Cut now to grown-up Ned (Lee Pace, a Thomas Cavanagh doppelganger with wounded eyes and very expressive brows), now an emotionally crippled piemaker — Mom's pastry-related moment of departure made him a little bit obsessed. His best friend remains, actually, Man's Best Friend: the same dog he saved so many years before (which, of course, he can't pet without killing, calling for the use of surrogate "hand" made of wood). His circle of friends seems to consist of Detective Emerson Cod (Chi McBride), the only soul who knows his secret, and waitress Olive Snook (the bodaciously curvy Kristin Chenoweth), who pines secretly for Ned, and lives next door to him in an apartment that can only be described as a floral nursery vomiting all over ten tons of chintz.

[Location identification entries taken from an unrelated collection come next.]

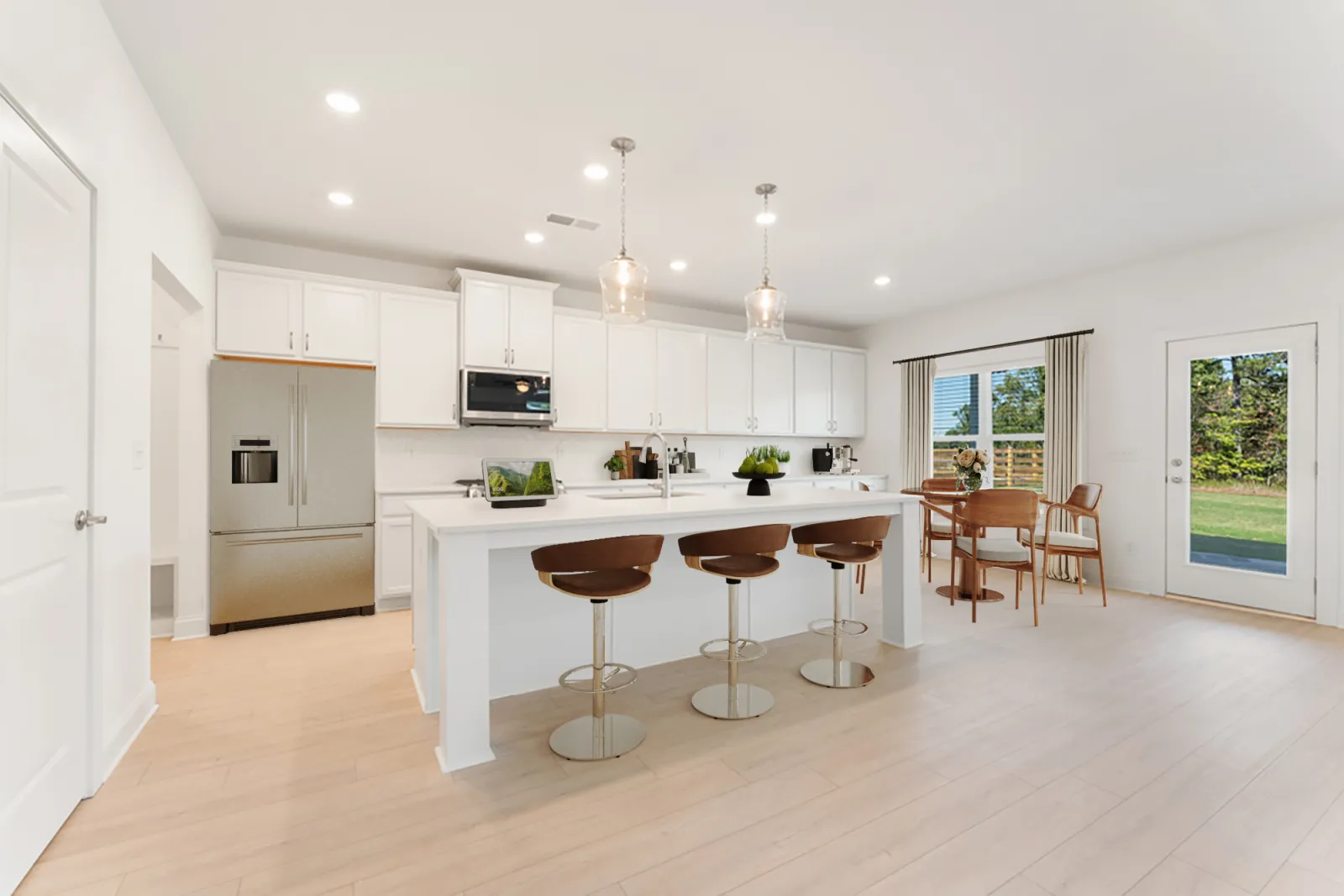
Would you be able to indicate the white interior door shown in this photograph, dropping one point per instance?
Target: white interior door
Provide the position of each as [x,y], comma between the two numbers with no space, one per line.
[1241,469]
[44,483]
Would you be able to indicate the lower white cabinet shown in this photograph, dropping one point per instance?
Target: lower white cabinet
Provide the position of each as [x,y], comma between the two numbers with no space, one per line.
[772,389]
[578,379]
[417,360]
[340,324]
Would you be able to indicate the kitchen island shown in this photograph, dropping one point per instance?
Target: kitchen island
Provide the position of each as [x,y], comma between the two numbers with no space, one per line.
[486,627]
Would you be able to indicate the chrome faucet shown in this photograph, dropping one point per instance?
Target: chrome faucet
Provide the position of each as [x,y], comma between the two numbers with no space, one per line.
[644,457]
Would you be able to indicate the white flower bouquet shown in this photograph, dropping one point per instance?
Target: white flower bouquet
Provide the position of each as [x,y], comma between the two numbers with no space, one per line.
[969,468]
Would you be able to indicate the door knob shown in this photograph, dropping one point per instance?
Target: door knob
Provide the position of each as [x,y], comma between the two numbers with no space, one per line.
[84,520]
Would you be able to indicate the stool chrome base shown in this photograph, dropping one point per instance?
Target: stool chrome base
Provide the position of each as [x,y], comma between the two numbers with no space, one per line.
[589,738]
[718,701]
[837,673]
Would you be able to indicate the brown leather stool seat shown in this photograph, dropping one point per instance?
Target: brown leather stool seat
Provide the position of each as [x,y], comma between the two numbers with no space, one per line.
[842,543]
[598,570]
[734,555]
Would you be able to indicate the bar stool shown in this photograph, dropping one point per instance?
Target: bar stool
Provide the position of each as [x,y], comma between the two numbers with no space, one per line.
[598,571]
[842,543]
[734,555]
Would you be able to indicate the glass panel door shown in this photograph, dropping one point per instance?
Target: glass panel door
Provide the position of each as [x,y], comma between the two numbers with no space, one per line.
[1241,476]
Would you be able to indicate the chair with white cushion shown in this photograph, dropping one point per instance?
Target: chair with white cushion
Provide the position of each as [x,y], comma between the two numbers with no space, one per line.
[995,508]
[1082,503]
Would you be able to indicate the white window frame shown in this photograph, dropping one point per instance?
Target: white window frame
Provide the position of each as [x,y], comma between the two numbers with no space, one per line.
[987,437]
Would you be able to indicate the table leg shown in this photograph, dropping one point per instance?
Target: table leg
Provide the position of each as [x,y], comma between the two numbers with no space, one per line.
[464,656]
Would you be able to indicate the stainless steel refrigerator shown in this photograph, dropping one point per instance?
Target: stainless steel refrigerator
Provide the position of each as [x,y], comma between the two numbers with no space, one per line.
[291,493]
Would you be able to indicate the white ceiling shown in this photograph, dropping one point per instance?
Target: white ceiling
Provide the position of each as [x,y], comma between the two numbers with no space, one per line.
[961,148]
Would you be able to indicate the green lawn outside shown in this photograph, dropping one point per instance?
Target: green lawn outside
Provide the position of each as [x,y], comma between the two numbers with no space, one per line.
[1256,517]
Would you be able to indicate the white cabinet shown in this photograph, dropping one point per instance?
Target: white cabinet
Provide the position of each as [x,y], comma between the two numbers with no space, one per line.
[631,378]
[530,328]
[848,394]
[340,324]
[270,316]
[772,389]
[578,379]
[484,324]
[417,362]
[812,391]
[729,380]
[507,324]
[680,380]
[259,315]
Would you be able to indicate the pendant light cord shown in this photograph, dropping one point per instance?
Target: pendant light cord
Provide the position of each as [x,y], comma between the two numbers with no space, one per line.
[765,257]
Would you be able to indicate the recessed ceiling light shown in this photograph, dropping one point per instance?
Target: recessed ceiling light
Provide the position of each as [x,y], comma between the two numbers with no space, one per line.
[343,102]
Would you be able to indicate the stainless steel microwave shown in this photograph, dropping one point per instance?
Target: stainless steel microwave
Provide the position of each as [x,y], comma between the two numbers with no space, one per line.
[495,398]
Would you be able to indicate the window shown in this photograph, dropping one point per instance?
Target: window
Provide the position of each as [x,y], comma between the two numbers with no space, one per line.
[1012,402]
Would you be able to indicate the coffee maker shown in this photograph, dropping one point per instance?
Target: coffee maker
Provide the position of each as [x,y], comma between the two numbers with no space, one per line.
[823,458]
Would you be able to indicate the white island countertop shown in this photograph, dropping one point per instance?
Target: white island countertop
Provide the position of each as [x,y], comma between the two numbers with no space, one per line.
[676,513]
[486,627]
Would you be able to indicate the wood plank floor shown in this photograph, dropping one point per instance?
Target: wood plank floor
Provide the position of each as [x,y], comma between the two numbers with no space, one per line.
[1155,748]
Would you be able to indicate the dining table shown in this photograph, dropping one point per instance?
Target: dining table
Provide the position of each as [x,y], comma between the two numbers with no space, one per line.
[971,586]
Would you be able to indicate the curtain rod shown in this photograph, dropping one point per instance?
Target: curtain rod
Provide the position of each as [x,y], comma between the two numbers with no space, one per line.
[985,348]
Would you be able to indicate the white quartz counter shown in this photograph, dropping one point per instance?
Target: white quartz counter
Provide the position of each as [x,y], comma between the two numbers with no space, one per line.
[486,627]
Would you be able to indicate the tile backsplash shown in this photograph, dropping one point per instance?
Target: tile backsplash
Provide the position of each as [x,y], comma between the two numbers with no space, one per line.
[413,458]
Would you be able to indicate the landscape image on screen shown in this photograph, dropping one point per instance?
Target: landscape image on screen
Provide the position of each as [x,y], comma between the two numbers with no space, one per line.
[521,479]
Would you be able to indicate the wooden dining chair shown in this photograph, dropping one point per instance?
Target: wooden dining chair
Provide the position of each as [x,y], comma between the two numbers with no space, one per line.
[937,523]
[1072,543]
[998,508]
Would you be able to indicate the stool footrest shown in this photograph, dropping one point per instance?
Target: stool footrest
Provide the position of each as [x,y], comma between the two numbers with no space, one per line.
[837,627]
[615,676]
[748,649]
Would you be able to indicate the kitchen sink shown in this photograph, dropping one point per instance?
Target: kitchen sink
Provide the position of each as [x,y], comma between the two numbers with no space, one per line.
[643,496]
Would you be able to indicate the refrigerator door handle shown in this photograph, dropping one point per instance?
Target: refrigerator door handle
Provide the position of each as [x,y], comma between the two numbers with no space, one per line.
[308,537]
[302,411]
[293,429]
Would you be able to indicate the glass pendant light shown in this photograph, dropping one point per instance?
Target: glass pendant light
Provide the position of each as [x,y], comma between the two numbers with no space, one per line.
[765,302]
[624,280]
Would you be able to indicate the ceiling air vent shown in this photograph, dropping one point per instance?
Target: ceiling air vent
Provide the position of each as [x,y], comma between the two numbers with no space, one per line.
[569,221]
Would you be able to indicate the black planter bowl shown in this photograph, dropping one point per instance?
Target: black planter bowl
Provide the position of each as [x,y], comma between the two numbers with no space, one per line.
[759,481]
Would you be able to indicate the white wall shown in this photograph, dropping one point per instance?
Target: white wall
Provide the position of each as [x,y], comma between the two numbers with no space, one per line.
[64,65]
[1273,280]
[342,265]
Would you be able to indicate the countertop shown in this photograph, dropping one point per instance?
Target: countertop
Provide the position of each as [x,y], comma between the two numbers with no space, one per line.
[659,513]
[683,481]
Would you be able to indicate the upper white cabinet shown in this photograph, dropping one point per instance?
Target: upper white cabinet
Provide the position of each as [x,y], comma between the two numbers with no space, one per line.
[417,360]
[680,380]
[729,376]
[632,383]
[578,376]
[812,391]
[272,316]
[848,394]
[507,322]
[259,315]
[772,389]
[340,324]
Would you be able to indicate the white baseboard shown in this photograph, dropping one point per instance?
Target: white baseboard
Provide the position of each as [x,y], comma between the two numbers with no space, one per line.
[393,602]
[186,627]
[134,721]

Ned and Emerson are a team of sorts, having discovered that "murders are much easier to solve when you can ask the person who killed them." Thus, the pair awaken deceased victims for less than a minute, get the goods, and collect the rewards. Enter the case of the Lonely Traveler: a young woman fished out of cruise-ship waters, strangled mysteriously. It doesn't take a Mensa member to suspect that once Ned opens the coffin, he comes face to face with childhood sweetheart Chuck (British actress Anna Friel, being resolutely American here). A minute, of course, turns out to be far too brief for smitten Ned, and he lets the shady funeral-home director take the fall. Honestly, so would we; "luminous" is a word way overused, but Friel (pictured) is absolutely charming, a kewpie-faced Zooey Deschanel type with cupid's bow lips and a twinkle too alive to be, well, dead. Also, she uses expressions like "hoisted by my own petard" and calls hugs "emotional Heimlichs." Sold!
Watching the two embark on a mission to solve her murder — it involves a shady travel agency, her two housebound aunts (nice to see Swoozie Kurtz again, and in a jeweled eye patch, no less), and two ceramic monkeys — isn't so much about the destination but the journey. All we know is that as much as they may wish to, Chuck and Ned can never share another kiss... leading them to touch the two monkeys together in a smashing makeout session, which in turn leads to the discovery that said monkeys are not so much ceramic as solid gold. Wherever this leads — and whether I can involve myself in the Victorian idea of a love affair without physical contact — I am, frankly, a little smitten. Still, I can see the kind of diabetic coma such kooky cuteness could induce.
Readers, what do you think — is this one of the most original shows of the season, or merely a network exec's bad acid trip? Can Ned and Chuck sustain a life without regular whoopie, let alone hand-holding? Do monkeys not make everything a little bit more awesome?